E poi le prestazioni sanitarie. “Dall’inizio di marzo e per 3 mesi circa – continua Liverani – sono state sospese tutte quelle prestazioni non urgentissime, molte delle quali rivolte ai pensionati e alle patologie croniche. Noi chiediamo che il servizio sanitario metta a disposizione le risorse per pianificare un recupero totale, senza far slittare troppo in avanti nei tempi queste priorità e senza ritardare le prenotazioni successive”. A seguire, il tema del volontariato e dell’aiuto ai figli per l’assistenza e la custodia dei più piccoli. “Dobbiamo reagire tutti insieme, pensionati compresi – conclude Liverani -. Noi ci siamo, ma chiediamo che, da parte del Governo del paese, delle Regioni e degli Enti locali ci sia la massima coesione, il massimo impegno e la massima capacità operativa”.

A rispondere alle numerose sollecitazioni anche di Luana Tampieri, presidente Donne in campo, Valeria Villani presidente Agia, Daniela Zilli segretaria Anp nazionale, Loredana Ligabue direttrice associazione Carer e dei numerosi consiglieri dell’Anp, Ottavia Soncini. “Rilevante – ha ribadito nel suo intervento – l’importanza del volontariato e dei nonni per le famiglie della regione che permettono, soprattutto alle donne, di poter lavorare con serenità. In tema di prevenzione e stili di vita, dobbiamo rafforzare il sistema sanitario investendo in strutture, tecnologie, personale e servizi negli ospedali e nei territori. Per questo, è già programmato circa 1 miliardo di euro di investimenti in edilizia sanitaria e nella rete territori, riapertura dei Punti nascita in montagna, Case della salute, Ospedali di comunità, Hospice, adeguamento della dotazione tecnologica degli studi dei medici di medicina generale e dei pediatri di libera scelta, assunzioni e rafforzamento degli organici, modernizzazione, Telemedicina, Teleconsulto, estensione uso Fascicolo sanitario elettronico, con nuovi strumenti diagnostici e di cura, il taglio dei tempi d’attesa ai Pronto soccorso, da innovare negli spazi, e per gli interventi chirurgici programmati e con l’impegno ad impiegare nel modo più efficace e rapido tutte le risorse che la programmazione europea e nazionale destineranno in questa fase all’irrobustimento del servizio sanitario.

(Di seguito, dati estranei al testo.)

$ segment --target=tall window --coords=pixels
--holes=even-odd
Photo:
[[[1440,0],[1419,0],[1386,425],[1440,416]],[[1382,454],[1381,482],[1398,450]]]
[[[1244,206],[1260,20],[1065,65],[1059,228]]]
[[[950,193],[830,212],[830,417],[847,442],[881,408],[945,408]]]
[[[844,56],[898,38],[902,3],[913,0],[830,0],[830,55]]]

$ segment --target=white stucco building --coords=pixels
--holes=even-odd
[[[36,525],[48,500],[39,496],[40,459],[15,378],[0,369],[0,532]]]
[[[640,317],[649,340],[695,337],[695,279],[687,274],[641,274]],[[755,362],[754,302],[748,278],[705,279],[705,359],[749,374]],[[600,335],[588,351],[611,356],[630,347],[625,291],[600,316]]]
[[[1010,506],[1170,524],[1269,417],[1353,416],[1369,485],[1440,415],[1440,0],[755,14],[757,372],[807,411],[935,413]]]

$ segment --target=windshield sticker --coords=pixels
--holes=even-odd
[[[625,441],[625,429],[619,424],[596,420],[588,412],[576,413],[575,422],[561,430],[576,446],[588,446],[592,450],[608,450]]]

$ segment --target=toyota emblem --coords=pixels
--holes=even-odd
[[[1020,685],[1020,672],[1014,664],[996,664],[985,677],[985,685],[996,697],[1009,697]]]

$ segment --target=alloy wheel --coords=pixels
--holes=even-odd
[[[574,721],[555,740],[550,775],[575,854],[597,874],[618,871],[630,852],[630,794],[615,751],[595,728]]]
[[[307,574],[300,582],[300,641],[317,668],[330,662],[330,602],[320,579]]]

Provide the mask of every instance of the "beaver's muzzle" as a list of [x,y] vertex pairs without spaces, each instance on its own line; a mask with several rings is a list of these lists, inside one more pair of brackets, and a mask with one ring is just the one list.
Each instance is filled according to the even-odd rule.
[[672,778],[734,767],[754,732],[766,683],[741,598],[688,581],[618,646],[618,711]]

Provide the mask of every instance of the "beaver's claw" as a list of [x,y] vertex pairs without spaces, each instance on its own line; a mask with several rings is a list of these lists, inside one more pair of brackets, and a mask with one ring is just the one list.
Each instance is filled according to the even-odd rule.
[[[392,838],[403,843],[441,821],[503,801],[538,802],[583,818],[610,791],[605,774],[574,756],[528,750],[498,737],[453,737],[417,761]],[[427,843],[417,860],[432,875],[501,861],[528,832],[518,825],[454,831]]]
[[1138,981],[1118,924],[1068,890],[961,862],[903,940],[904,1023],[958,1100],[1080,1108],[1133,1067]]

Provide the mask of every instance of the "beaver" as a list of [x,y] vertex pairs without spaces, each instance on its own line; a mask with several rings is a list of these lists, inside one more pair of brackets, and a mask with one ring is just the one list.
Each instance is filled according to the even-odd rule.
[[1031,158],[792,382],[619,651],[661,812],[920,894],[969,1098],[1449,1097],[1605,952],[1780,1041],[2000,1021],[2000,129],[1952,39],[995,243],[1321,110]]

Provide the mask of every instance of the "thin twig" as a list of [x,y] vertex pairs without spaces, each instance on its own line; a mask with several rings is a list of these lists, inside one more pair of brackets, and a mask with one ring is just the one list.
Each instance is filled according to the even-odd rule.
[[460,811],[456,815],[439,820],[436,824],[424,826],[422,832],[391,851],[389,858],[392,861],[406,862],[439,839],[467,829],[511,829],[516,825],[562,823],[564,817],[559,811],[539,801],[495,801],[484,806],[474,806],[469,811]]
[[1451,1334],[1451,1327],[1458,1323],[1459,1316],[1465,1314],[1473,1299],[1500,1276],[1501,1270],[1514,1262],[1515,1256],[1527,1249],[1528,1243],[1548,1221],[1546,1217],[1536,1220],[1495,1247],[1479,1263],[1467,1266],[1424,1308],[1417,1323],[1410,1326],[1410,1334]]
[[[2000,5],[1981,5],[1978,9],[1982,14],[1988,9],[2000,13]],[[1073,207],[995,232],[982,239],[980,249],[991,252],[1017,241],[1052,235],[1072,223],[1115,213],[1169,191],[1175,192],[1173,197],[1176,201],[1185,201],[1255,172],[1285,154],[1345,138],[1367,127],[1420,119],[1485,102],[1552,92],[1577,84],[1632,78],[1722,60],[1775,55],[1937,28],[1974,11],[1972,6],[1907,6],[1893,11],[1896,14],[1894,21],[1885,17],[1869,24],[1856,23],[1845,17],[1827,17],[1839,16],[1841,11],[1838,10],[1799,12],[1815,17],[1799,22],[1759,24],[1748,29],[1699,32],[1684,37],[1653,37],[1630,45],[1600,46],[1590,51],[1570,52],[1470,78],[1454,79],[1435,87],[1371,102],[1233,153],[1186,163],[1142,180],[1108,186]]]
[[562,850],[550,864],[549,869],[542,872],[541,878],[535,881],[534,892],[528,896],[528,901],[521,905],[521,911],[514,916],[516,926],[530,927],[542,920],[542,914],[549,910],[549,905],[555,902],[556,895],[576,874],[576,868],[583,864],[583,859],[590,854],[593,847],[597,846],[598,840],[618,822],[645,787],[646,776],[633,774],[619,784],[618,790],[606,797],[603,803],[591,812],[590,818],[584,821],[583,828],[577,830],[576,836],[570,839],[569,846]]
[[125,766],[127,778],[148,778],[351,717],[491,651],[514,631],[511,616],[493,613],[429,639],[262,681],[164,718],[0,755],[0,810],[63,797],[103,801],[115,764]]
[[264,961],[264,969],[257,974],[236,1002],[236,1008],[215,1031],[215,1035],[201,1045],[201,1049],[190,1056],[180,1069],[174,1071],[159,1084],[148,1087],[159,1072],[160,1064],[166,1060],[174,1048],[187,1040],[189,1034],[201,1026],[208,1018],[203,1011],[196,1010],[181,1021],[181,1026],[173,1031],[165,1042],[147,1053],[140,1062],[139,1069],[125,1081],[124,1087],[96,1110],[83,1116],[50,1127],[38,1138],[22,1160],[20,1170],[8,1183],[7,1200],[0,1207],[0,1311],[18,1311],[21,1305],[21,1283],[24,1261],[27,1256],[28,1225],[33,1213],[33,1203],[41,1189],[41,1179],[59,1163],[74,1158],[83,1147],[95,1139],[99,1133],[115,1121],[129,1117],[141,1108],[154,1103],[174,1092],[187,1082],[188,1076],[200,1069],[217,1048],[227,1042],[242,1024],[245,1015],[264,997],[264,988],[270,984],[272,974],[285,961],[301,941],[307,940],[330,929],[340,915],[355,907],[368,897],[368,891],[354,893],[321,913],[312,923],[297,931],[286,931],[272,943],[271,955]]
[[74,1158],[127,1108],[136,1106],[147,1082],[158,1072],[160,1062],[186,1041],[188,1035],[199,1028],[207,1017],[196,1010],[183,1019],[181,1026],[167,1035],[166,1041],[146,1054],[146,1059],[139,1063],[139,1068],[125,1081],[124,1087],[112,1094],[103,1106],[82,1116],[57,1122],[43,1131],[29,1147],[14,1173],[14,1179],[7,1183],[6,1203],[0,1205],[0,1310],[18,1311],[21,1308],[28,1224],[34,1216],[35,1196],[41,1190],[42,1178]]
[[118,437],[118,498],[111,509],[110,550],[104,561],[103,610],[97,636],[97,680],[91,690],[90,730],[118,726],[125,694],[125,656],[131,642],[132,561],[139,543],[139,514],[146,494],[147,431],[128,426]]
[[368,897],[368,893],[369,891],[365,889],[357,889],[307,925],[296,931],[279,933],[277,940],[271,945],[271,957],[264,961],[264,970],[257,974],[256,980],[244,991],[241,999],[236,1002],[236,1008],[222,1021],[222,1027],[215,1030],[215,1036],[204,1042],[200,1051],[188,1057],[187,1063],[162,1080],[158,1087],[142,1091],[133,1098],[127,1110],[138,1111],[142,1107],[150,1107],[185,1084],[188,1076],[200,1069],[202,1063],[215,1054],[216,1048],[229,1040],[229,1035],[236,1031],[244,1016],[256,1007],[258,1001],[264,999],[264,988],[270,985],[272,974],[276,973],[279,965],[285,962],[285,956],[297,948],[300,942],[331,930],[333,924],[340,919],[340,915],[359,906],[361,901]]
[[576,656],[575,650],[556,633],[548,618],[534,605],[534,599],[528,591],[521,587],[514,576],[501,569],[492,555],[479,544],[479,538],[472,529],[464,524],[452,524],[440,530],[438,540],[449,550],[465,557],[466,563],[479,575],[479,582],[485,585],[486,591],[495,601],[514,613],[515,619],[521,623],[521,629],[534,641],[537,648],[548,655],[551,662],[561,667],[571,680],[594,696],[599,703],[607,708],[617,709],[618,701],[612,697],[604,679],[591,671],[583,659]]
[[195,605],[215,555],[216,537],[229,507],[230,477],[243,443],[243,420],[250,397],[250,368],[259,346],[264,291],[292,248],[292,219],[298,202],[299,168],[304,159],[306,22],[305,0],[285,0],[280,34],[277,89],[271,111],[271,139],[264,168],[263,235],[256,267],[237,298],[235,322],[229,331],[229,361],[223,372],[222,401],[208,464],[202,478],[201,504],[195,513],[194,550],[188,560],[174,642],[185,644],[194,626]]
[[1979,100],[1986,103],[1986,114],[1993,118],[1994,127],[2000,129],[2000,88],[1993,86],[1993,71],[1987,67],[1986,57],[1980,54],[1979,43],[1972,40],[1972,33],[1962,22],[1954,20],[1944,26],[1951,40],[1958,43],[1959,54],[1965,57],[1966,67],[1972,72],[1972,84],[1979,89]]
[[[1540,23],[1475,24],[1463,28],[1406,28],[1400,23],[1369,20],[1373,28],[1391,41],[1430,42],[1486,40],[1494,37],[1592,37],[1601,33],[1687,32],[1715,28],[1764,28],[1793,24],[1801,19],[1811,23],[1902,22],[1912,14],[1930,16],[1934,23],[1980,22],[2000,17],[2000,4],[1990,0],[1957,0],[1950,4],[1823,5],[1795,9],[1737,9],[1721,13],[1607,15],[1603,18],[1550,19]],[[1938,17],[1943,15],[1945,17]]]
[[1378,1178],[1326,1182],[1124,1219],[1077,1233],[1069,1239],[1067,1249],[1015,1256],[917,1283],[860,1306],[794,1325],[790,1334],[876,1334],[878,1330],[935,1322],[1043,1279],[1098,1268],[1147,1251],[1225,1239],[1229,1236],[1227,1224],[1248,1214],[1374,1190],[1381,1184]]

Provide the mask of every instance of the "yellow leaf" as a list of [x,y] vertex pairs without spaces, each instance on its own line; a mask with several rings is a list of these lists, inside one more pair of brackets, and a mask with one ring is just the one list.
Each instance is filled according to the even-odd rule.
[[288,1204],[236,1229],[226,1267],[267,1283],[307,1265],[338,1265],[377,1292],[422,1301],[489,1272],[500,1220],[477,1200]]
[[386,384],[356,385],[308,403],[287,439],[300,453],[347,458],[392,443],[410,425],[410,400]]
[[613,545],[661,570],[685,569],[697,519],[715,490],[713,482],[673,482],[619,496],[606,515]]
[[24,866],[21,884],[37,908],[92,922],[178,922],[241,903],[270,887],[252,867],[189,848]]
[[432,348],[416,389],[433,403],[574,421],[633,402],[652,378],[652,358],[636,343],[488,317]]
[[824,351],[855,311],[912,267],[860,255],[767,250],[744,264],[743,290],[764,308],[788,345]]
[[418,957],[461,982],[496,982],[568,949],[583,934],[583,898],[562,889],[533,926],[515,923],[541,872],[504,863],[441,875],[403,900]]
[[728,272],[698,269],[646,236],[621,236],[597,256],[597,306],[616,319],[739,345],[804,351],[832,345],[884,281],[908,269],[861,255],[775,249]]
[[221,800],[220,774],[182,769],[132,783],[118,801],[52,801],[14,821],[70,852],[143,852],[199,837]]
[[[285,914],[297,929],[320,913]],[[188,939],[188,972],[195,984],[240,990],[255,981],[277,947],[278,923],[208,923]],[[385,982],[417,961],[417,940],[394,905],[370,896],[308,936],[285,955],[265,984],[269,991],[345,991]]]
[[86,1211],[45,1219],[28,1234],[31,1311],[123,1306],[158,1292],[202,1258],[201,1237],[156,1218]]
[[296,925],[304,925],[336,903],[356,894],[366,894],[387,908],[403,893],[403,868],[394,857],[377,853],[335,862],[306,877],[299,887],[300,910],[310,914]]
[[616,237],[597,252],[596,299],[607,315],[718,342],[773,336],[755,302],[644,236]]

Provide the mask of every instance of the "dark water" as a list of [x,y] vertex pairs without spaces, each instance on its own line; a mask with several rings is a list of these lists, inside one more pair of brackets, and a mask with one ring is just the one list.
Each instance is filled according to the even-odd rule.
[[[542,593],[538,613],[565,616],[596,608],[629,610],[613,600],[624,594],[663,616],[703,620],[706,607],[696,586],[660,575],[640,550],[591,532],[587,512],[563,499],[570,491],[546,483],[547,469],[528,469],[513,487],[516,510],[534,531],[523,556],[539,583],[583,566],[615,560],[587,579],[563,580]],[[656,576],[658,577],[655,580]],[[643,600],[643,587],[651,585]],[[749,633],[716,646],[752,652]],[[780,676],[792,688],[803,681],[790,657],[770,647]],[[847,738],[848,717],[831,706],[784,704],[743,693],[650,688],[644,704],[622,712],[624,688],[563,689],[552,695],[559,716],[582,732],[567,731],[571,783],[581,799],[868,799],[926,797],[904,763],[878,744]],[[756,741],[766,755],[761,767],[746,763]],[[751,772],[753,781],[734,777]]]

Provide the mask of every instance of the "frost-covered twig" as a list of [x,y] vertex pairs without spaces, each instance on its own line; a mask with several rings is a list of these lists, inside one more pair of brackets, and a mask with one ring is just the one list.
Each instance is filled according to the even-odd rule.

Risorse anche su tutta la rete dei servizi per la non autosufficienza, con l’aumento del Fondo regionale, per dare alle persone anziane e quelle diversamente abili una rete di protezione domiciliare, semiresidenzale e residenziale adeguata e moderna, valorizzando anche la centralità della protezione familiare e dei caregiver. Bisogna rifare in autunno il punto su alcune cose, siamo in fase di progettazione per i prossimi anni”.

In chiusura le parole di Cristiano Fini, presidente regionale Cia. “Questo incontro è stato utile e opportuno dopo quello che abbiamo passato in emergenza e anche per quello che ancora stiamo passando. Abbiamo fatto il punto su quello che è stato ma, soprattutto, su quello che sarà. Non dobbiamo abbassare la guardia. Il sistema sanitario così com’è delegato alle regioni, è un modello utile e importante e quello dell’Emilia Romagna, anche se è vero che ci sono problemi e ci sono ampi margini di miglioramento, ha dato dimostrazione di essere superiore ad altri. Dobbiamo mettere in campo a livello regionale le migliori menti, le migliori risorse per arrivare a quella tanto ambita perfezione, sapendo che la perfezione non si raggiungerà mai perché i problemi rimarranno, ma dobbiamo fare il possibile per raggiungerla”.